Lucian. The name meant light. His mother must have had a penchant for irony. Or remarkable foresight … Lucian—Lucifer—Beelzebub. She shivered.

“And how did you damage your tooth, Lucian?”

He absently ran the tip of his tongue over the tooth in question. “There’s no delicate way of putting that.”

“I presently feel rather unshockable.”

“It happened when I took a fist to my face,” he said. “And there was a ring on one of the fingers. A heavy ring.”

She cringed. The scar on his lip would have been a gaping gash. “Are you a violent man, then?”

He considered this a moment. “No,” he then said. “Sometimes the violence finds you.”

“Plenty of gentlemen never find themselves inconvenienced by a fist in their face.”

His features hardened. “I’ve never hurt a woman, nor a bairn,” he said. “And I’d never raise my fists to you—and that’s what you are asking, isn’t it?”

Indeed. “I’d rather my husband not hurt anyone at all,” she told him. “They say you have purposely ruined upstanding gentlemen.”

“Have I?” he said blandly.

“Well,” she said. “How would you phrase it?”

“Perhaps they just lived beyond their means?” he suggested.

“Most gentlemen do,” she said. “It is an unwritten rule to keep granting them credit.”

A tension radiated from his body, and for a beat, it hummed in the silence between them. “I’ve changed my ways in that regard,” he then said.

Her father had said as much at the dinner only a fortnight ago. “And have you any regrets about what you have done?”

The brief flash of contempt in his eyes was icy cold. “No.”

Best not to pursue this particular topic, then. He had probably decided how much he would reveal about himself before entering the Blue Parlor in any case. She was ill-equipped for debating such a man. She was ill-equipped to be anything to this man.

“People say you created your fortune from thin air,” she tried instead. “Is it true?”

“Thin air,” he mocked. “That would be nice. But no. I became wealthy after trading bills of exchange and have become exponentially wealthier since. I had the capital for trading from selling company shares that had done well,” he added. “The funds to purchase those shares I had from renting out and selling property.”

“And who gave you the starting capital?” Her strength was fading. Her palms felt sticky. The sherry was roiling in her stomach. She was kept upright only thanks to the comfortingly snug lacing of her corset, and Blackstone seemed to notice. Perhaps that was why he decided to indulge her. “When I was thirteen years old, an antiques dealer near Leicester Square took me as his apprentice,” he said. “He died several years later and left me the shop.
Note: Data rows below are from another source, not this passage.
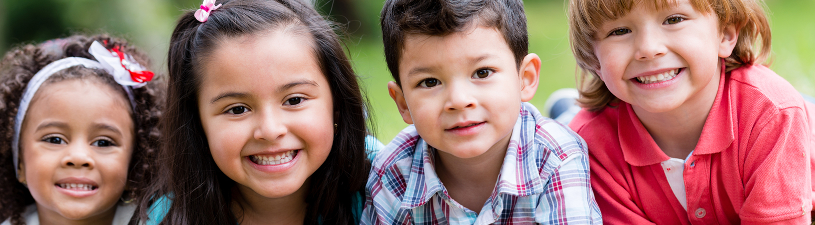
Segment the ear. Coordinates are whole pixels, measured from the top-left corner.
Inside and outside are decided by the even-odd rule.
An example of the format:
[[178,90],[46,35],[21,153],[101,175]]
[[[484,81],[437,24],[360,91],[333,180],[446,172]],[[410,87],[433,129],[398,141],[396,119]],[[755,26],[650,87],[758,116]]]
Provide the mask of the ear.
[[405,97],[402,93],[402,88],[399,84],[396,84],[396,82],[388,82],[388,93],[390,94],[390,98],[393,98],[394,102],[396,103],[396,107],[399,110],[399,115],[402,115],[402,120],[404,120],[408,124],[413,124],[413,119],[410,117],[410,109],[408,108],[408,102],[405,102]]
[[540,58],[531,53],[523,58],[521,69],[521,101],[529,102],[538,91],[538,81],[540,80]]
[[20,159],[17,162],[19,163],[19,167],[17,168],[17,181],[20,181],[20,183],[24,185],[28,185],[28,183],[26,183],[25,180],[25,167],[23,165],[23,160]]
[[738,41],[738,29],[736,25],[729,24],[722,29],[721,42],[719,44],[719,57],[728,58],[733,54],[733,49]]

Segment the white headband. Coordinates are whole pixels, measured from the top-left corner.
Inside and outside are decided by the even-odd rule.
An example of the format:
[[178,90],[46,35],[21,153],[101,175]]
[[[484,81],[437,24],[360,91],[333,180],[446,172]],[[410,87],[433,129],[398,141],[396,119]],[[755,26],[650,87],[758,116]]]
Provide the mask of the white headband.
[[[23,119],[25,119],[25,113],[29,110],[31,99],[37,93],[42,83],[45,83],[51,75],[57,71],[76,67],[82,66],[90,69],[103,69],[111,76],[116,83],[121,84],[127,93],[127,97],[130,101],[130,107],[135,111],[136,102],[133,97],[132,88],[140,88],[147,84],[147,81],[152,79],[152,72],[148,71],[139,65],[133,58],[128,54],[122,54],[117,49],[112,51],[108,50],[97,41],[94,41],[88,49],[96,60],[94,61],[81,57],[68,57],[57,61],[54,61],[42,70],[37,72],[23,92],[23,96],[20,100],[20,107],[17,110],[17,116],[14,119],[14,137],[11,140],[11,154],[14,158],[14,171],[20,178],[18,171],[20,165],[20,132],[23,126]],[[134,81],[139,80],[139,81]],[[141,82],[139,82],[141,81]]]

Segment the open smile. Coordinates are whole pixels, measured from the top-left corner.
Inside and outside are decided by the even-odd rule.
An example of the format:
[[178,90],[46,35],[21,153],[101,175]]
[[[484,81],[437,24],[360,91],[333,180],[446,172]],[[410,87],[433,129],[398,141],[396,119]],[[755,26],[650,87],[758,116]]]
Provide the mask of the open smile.
[[54,184],[60,193],[73,197],[91,196],[99,191],[99,184],[86,178],[67,178],[59,180]]
[[634,80],[640,84],[645,84],[662,83],[673,80],[677,76],[679,76],[679,73],[682,72],[682,71],[684,71],[685,69],[685,67],[673,69],[663,71],[659,74],[637,76],[632,80]]
[[281,165],[293,160],[298,152],[300,150],[290,150],[271,155],[255,154],[250,155],[249,160],[261,166]]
I sold it and invested the money in property with better-value growth potential.”

She had an idea of the sums required for investments her father would call worthwhile, and a shop—even if near Leicester Square—hardly had the potential to enable a man’s ascent to the upper echelons of the financial elite.

“My work with antiques gave me a taste of how the monied lived,” Blackstone said, his tone laced with faint derision. “Must’ve given me grand ambitions above my station early on.”
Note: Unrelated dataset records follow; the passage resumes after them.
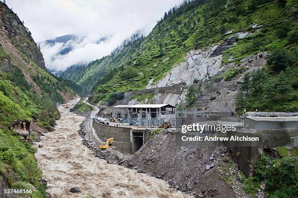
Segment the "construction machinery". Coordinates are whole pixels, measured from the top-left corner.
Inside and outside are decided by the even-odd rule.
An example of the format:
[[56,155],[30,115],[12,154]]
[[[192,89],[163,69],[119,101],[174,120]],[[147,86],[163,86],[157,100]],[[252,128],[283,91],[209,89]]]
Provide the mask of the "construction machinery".
[[112,143],[114,140],[113,137],[111,137],[111,138],[107,140],[106,143],[102,143],[100,145],[99,145],[99,148],[102,149],[105,149],[106,148],[109,148],[110,146],[112,146]]
[[110,121],[111,121],[112,122],[118,122],[118,120],[115,118],[115,117],[111,117],[110,118]]
[[170,120],[166,121],[159,126],[159,128],[164,129],[168,129],[172,126],[172,123]]

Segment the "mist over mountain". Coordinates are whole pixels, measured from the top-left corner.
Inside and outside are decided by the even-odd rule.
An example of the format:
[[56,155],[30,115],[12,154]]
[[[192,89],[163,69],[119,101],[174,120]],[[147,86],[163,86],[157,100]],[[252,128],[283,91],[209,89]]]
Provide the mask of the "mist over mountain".
[[45,57],[46,66],[56,74],[70,66],[85,64],[110,53],[110,49],[116,44],[111,40],[112,37],[97,33],[69,34],[38,44]]

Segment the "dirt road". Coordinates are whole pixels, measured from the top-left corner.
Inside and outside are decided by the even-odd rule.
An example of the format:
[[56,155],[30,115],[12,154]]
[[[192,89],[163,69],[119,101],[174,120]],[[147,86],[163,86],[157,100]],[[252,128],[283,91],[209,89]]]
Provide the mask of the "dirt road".
[[87,102],[87,100],[88,99],[88,98],[86,98],[83,100],[83,102],[87,104],[88,105],[90,105],[93,107],[93,109],[90,112],[90,116],[89,117],[91,119],[87,119],[86,120],[86,124],[85,125],[85,127],[86,128],[86,130],[88,132],[89,135],[92,138],[92,139],[96,143],[96,145],[99,145],[102,142],[102,141],[98,138],[97,135],[96,135],[95,133],[95,131],[93,126],[92,126],[93,123],[93,119],[95,117],[95,116],[97,114],[98,112],[99,111],[99,109],[98,107],[96,106],[93,106],[90,104],[89,102]]
[[[186,198],[164,181],[95,157],[77,130],[85,117],[69,112],[78,100],[61,105],[56,131],[38,144],[36,157],[52,198]],[[70,189],[78,187],[81,194]]]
His ambitions had brought him far, she had to grant him that. Was she to be the jewel in his ruthlessly acquired crown?

She avoided his eyes when she asked her last question: “What of your wedding vows?”

He paused. “What about them?”

“Do you intend to keep them?” Or do you plan to take lovers and risk exposing me to scandal and diseases?
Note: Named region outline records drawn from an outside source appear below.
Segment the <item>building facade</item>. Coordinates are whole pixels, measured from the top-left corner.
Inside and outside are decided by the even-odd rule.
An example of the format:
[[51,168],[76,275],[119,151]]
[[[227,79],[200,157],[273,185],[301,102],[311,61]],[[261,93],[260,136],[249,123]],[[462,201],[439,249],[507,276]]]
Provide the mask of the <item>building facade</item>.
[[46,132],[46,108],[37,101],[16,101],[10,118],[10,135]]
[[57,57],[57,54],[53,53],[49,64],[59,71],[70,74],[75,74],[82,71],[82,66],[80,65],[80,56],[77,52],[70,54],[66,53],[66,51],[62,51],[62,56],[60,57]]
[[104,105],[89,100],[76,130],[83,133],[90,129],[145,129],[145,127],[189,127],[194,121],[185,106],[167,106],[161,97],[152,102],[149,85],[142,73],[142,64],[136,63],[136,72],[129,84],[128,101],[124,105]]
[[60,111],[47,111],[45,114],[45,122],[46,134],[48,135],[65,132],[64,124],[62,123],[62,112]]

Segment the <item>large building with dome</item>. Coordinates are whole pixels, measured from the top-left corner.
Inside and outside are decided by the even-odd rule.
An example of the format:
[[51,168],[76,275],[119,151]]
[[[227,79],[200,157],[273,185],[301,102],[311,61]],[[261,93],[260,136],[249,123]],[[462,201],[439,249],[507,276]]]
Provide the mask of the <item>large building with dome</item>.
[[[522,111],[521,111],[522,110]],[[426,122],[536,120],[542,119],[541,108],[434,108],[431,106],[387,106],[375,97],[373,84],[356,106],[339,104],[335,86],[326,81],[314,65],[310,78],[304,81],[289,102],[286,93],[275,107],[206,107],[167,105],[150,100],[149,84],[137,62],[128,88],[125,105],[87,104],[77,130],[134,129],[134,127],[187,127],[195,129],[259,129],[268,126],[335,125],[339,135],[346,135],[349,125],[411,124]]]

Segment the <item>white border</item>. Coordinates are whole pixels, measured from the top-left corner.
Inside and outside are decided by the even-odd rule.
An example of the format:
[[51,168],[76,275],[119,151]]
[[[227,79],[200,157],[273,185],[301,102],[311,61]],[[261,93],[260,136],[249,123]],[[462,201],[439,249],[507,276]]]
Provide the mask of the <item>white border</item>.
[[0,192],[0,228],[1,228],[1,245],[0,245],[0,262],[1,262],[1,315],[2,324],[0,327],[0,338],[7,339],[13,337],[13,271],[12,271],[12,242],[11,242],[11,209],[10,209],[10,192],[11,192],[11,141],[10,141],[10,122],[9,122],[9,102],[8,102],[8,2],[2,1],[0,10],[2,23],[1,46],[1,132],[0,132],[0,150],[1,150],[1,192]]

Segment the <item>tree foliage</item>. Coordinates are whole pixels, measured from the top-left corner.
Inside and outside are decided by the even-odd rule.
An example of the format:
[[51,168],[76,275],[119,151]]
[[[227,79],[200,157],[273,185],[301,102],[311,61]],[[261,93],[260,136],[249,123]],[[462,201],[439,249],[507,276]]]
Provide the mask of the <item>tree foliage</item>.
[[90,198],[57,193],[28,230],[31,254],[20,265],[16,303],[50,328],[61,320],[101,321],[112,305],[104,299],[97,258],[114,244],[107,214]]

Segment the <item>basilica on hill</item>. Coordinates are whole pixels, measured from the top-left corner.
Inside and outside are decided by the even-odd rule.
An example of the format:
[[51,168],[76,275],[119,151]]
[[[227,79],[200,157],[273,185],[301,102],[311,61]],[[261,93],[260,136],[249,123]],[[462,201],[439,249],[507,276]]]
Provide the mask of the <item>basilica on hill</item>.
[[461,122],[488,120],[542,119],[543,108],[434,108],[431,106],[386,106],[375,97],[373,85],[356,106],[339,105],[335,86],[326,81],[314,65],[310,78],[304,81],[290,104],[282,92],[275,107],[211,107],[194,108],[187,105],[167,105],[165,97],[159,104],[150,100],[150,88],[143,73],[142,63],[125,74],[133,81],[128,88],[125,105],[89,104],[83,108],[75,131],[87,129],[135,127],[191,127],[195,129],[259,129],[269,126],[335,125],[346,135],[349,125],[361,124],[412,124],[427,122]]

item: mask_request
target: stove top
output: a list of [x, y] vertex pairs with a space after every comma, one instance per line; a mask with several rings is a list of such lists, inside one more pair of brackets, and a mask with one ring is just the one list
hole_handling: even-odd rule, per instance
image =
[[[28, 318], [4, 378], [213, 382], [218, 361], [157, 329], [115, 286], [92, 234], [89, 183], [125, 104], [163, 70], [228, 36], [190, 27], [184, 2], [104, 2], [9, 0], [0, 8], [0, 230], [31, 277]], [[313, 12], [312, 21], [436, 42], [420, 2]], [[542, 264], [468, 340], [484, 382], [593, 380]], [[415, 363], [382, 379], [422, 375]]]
He was silent until she reluctantly met his gaze. Surprisingly, he looked serious. “I always keep my vows, Miss Greenfield,” he said. “I’ll keep my vows to you.”

Regrettable. It left her with no acceptable reason to refuse him. She folded and unfolded her hands, her movements slow and shaky.

“I have conditions,” she muttered.

He tilted his head. “Then, let’s hear them.”

“I wish to finish my studies at Oxford.”

“That would be highly unusual.”

“So are the circumstances of our match.”

He considered it for what seemed an eternity. “All right,” he finally said. “But not five days a week, surely.”

She had expected this; he didn’t strike her as a man who contented himself with less than half. “Four days, then. It’s only eight weeks per term, after all.” She was prepared to go down to three days. Three days was what Annabelle had negotiated with Montgomery, and Blackstone could hardly be more demanding than a duke.